Ungeachtet des Widerspruchs der Verteidigung wurde die in deutsche Sprache übersetzte Verschriftung des vom Zeugen übergebenen Tonbandes vom Landgericht Mannheim verlesen. Zur Begründung führte das Gericht aus. dass das Tonband nicht Bestandteil der Vernehmung des Zeugen ist. Außerdem sei es, anders als bei einem Schriftstück, überhaupt nicht unmittelbar wahrnehmbar gewesen und spontan auf eigene Initiative des Zeugen entstanden, sodass es dem Verwertungsverbot des § 252 StPO nicht unterliege.
Der Argumentation des Landgerichts erteilte der BGH jedoch eine klare Absage. Er entschied, dass das übergebene Tonband einen Bestandteil der Vernehmung darstellt und damit dem Verwertungsverbot genauso unterliegt, wie die Aussage des Zeugen.
Zur Begründung zog er die Behandlung von Schritstücken im Rahmen des Verwertungsverbots heran. Hier gilt der von der Rechtsprechung entwickelte Grundsatz, dass auch Schriftstücke als Bestandteil der Aussage erfasst werden, die der Zeuge bei der Vernehmung übergeben hat. Schließlich sei die Sachlage in diesen Konstellationen nicht anders, als wenn der Zeuge in seiner Vernehmung von dem Inhalt des Schriftstücks erzählt hätte. Gleichermaßen müsse dieser Grundsatz auch für Tonbandaufzeichnung eines mitgehörten Gesprächs übertragen werden, da der Zeuge auch dessen Inhalt mündlich hätte wiedergeben können. Auf das Speichermedium des Beweises könne es dabei grundsätzlich nicht ankommen.
Weiter führte der BGH aus, dass sich eine andere Bewertung ferner nicht daraus ergeben könnte, dass der Inhalt der Tonbandaufzeichnung nicht unmittelbar wahrnehmbar ist, da sich auch aus einem in fremder Sprache verfassten Schriftstück nicht die Zulässigkeit der Verwertung begründen lässt.

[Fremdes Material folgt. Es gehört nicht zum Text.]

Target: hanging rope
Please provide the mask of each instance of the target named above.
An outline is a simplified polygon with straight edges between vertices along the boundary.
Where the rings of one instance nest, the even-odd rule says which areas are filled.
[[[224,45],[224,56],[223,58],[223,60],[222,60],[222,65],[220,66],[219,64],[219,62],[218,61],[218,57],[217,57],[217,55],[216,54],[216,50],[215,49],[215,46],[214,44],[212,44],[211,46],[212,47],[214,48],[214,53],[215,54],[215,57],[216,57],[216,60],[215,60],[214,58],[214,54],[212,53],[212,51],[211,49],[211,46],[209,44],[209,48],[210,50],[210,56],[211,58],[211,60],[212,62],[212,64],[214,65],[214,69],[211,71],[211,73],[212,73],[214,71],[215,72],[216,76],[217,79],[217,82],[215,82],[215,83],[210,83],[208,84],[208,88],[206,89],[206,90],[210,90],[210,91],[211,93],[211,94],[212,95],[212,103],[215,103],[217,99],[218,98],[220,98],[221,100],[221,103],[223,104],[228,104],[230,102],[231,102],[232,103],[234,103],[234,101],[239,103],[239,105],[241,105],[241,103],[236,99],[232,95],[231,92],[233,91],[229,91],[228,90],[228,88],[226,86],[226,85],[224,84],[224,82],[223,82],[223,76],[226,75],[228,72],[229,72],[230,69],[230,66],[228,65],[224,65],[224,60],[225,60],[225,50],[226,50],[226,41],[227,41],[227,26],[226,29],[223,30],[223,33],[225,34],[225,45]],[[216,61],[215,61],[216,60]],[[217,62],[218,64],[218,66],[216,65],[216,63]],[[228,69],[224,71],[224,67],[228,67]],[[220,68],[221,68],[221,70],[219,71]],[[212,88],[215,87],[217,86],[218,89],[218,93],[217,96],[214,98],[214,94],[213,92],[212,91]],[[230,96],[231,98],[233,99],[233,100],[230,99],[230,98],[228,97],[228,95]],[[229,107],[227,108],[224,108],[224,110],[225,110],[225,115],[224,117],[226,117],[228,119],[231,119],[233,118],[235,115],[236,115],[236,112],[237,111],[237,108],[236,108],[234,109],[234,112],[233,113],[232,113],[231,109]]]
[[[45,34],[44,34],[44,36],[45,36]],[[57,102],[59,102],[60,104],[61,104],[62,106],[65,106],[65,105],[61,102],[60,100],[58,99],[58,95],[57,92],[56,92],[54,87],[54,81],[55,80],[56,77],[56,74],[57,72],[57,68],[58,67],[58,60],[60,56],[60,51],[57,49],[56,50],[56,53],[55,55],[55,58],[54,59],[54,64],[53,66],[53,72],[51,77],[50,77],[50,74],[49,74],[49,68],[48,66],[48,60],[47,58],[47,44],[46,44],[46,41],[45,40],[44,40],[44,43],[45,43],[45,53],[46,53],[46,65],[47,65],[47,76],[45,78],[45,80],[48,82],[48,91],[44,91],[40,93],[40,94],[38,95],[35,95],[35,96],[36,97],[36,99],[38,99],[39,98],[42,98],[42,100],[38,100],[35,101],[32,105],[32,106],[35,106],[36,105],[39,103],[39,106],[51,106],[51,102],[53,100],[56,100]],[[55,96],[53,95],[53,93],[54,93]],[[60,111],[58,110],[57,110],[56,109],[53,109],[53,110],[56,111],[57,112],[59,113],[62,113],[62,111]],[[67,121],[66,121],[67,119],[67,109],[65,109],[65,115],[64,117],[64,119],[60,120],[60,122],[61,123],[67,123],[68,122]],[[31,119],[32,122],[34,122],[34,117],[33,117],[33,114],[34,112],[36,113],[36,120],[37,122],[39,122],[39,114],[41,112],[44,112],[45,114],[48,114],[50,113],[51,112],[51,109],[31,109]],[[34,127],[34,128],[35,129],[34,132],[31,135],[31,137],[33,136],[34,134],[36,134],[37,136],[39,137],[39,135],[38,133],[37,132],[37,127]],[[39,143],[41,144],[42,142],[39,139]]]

Ebenso wurde eine Ausnahme vom Verwertungsverbot, auf die das Landgericht mit dem Hinweis, der Zeuge habe das Tonband auf eigene Initiative und spontan abgegeben, hinauswollte, vom BGH verneint. Derartige Spontanäußerungen unterliegen zwar nicht dem Verwertungsverbot, sind allerdings an bestimmte Voraussetzungen geknüpft. Dazu gehört, dass die Äußerung außerhalb der Vernehmung gemacht werden muss und damit in keinem Zusammenhang mit ihr stehen darf. Im vorliegenden Fall war die polizeiliche Vernehmung allerdings explizit als einstündige „Zeugenvernehmung“ aufgenommen worden, was unstreitig einen Zusammenhang zwischen Vernehmung und Übergabe des Tonbands erkennen lässt. Auch die unterlassene Zeugenbelehrung in Verbindung mit dem freiwilligen Erscheinen des Zeugen reicht nach Ansicht des BGH nicht für eine vom Verwertungsverbot ausgenommene Spontanäußerung aus.
Folglich durfte das Tonband nicht in der Hauptverhandlung verlesen und im Urteil verwertet werden, da es dem Verwertungsverbot des § 252 StPO unterliegt.
Um allerdings das Urteil aufheben zu können, hätte dieses auf der Verlesung und Verwertung des Tonbands beruhen müssen, vgl. § 337 Abs. 1 StPO. Der BGH sah es jedoch als bewiesen an, dass das Landgericht auch bei richtiger Gesetzesanwendung zu keinem für die Angeklagte günstigerem Urteilsspruch gekommen wäre, da genügend andere Beweise zur Überzeugung der Strafkammer von Täterschaft und Tathergang vorlagen.